Even if your firm or your current batch of external clients aren't building out their own private blockchains, odds are I would say within the next 18 months or so, that firm and/or organization is going to have to be interacting with and actually dealing with firms that are part of their own blockchain, or part of some other external blockchain.
I mentioned it sort of matter-of-factly in the intro: the succession planning angle. But it's something I haven't really seen addressed before. So, blockchain and its effect on succession planning: what's the connection or the concern there?
[Stein Smith] I would say that the two pain points there in terms of blockchain and then also trying to bring back the crypto asset angle here too, is that really there are all these obstacles right now though to get blockchain to work, to actually get crypto to work.
But ultimately, all of these tools and applications aren't any different in terms of the controls and the planning at that institutional level from any other way to access information. It's awfully easy and it's awfully, I would say, tempting to hand over the whole on-boarding of the blockchain and crypto to either one individual or a team of individuals at the firm.
While obviously that's going to be easier at first, it, I think, really quickly has to be interwoven into how the other IT and how the other access to information is managed at the firm.
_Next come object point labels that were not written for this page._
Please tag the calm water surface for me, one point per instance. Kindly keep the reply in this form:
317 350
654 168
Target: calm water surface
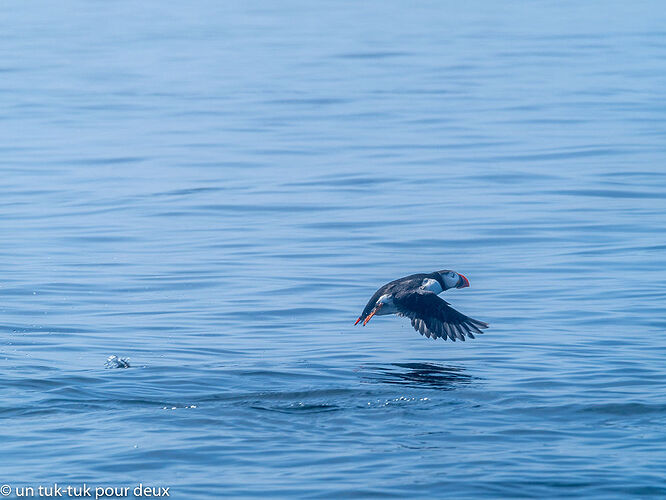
214 190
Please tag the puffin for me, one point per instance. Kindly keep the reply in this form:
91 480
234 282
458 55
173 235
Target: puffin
416 297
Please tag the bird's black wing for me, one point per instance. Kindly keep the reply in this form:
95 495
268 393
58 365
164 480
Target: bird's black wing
433 317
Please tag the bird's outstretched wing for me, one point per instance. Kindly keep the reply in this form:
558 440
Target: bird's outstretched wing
433 317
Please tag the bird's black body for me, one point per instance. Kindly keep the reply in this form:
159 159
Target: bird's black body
415 296
407 283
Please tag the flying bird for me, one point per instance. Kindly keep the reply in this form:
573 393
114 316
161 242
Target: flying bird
416 297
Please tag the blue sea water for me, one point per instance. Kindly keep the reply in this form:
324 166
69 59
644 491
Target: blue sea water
211 191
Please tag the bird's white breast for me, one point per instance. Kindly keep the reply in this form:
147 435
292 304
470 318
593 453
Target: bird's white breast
431 285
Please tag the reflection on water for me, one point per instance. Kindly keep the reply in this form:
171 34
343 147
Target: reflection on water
443 377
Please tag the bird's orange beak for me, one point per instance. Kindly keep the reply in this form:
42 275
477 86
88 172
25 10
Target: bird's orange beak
374 311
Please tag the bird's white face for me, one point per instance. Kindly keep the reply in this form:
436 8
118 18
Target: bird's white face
431 285
385 305
453 280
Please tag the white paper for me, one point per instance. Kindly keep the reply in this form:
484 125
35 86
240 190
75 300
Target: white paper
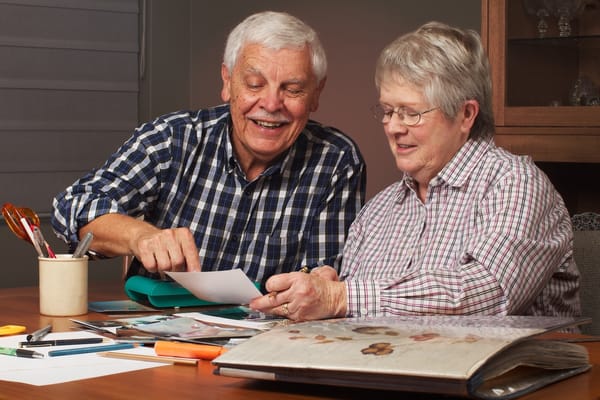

In other words, even though we're talking about blockchain and about crypto assets maybe, we have to treat it and actually try to manage it exactly the same as we do every other access point to either all our internal data or our external client data.
What future trends do you think we should be keeping an eye on as it relates to blockchain and attestation and audit professionals? Where is the technology heading, and where is the profession heading at the same time?
[Stein Smith] Wow. How much time do you have? I would say that at a highish level here, we are very, very quickly moving beyond the introduction to blockchain, blockchain 101, how does it work at firms? Now, obviously, there are still firms out there who are more experts in this area versus others. But I would say that now we are almost ready to move into that tier two of actually, okay, fine, so we understand blockchain, we understand how it fits into our current IT processes, and also where it probably isn't always going to be the perfect solution. Okay, great. How do we actually start to operationalize some of the upsides in terms of the data transparency, traceability, and then make sure that, as we're doing that, our information is actually accurate.
So I would say now we are moving off of how to get blockchain to operate in concept or how to get it to work at first. And then also now we are trying to move forward, and obviously there are some obstacles to this, but I would say now the big trend out there for auditing assurance services around blockchain at large is, okay, fine, how do we actually confirm that everything is working as it is advertised?